Highlights from the interview with Alexander Nemerov

On Helen Frankenthaler 
Helen Frankenthaler was a native New Yorker who was born in 1928, and grew up in a well-to-do family. Her father was a New York state Supreme Court justice. And [she] went on to go to Bennington college in the 1940s and learned how to make modern paintings, Picasso-like paintings, and then returned to New York city after graduation in 1950. And then on, through that decade, the decade that my book concerns, began to fashion her own type of abstract art in a largely male-dominated world of ambitious painters then and there.

On wanting to write about Helen Frankenthaler  
I think it was, Yvette, just my attraction to her paintings, foremost, her paintings from the 1950s, which have a quality of catching life on the wing, if that makes sense. A feeling of trying to portray just the lived experience of momentary sensations, that which greets the eye or sort rustles across the senses on a given day, the different emotions we may have, for which we have the simple tidy names, sadness, joy, things like that, but which I think we all know are more complicated, more shaded, possibly beyond the power of language to portray, but which art, particularly a very finely attuned art, can maybe sense and, moreover, depict without then becoming yet another contribution to the disenchantment of the world, to the way we all want to name, claim, show, argue, classify, and, in essence, be done with that, which moves us. So that's a big reason. I don't think any artists ever did it as well as Helen in terms of portraying life on the wing. But there is this personal connection to Helen. Her senior year at Bennington college back in 1948, '49 was my father's [the poet Howard Nemerov] first year as a professor there. And she actually had a class with him.

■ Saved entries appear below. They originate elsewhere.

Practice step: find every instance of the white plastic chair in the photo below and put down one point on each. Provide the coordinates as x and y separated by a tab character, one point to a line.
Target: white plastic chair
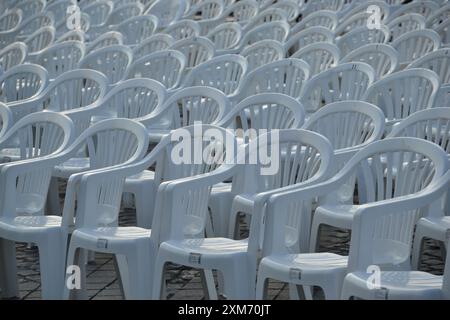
196	50
405	23
290	7
286	76
167	11
423	42
276	30
347	81
387	229
5	119
105	40
262	53
431	125
320	56
10	20
404	93
437	61
349	126
165	66
31	7
13	55
71	90
155	43
382	57
224	73
184	108
61	57
183	29
425	8
32	23
39	41
226	37
207	13
269	15
307	37
112	61
137	29
22	82
118	141
361	36
74	35
444	32
321	18
241	12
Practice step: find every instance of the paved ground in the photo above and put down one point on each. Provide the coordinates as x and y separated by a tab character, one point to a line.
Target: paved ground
183	284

On choosing to focus on the 1950s, even though Helen Frankenthaler's career spanned 60 years 
I think her paintings from then most appealed to me, and I think they appealed to me most because they're most raw...Her paintings from the 1960s, for example, which are quite glorious and powerful in their own way, have more of an achieved feeling, as if coming from an eminence who is growing ever more secure in her powers and able almost like a top-level magician to deliver effects as needed, magic tricks as needed. But what they miss, at least for me, is this sense that I think we can all experience when we think back to our twenties or as we're experiencing our twenties. Now that is how profoundly uncertain it is, that time of life is... Painfulness all wrapped up with this lack of certitude. You know, Helen said to her dealer once that she didn't think she would live past the age of 35. And she just had a morbid temperament in that way, which may be hard to square with her light pictures. But to me, it's not a contradiction at all. I just think, there's something about that decade for her, in her work, that really moved me as though by looking at it, I could understand a little bit about my twenties, which were in the 1980s, I think many people would agree, one of the grimmest decades in American history. But I want to be clear and I think you understand this, but clear to potential readers that this is not really a book about me. I don't really talk about me except in the introduction. But in fact, looking back on it now that I've written it, I do see that this is a way for me to think about what it is for many people, including me, to be in or have been in, in one's twenties.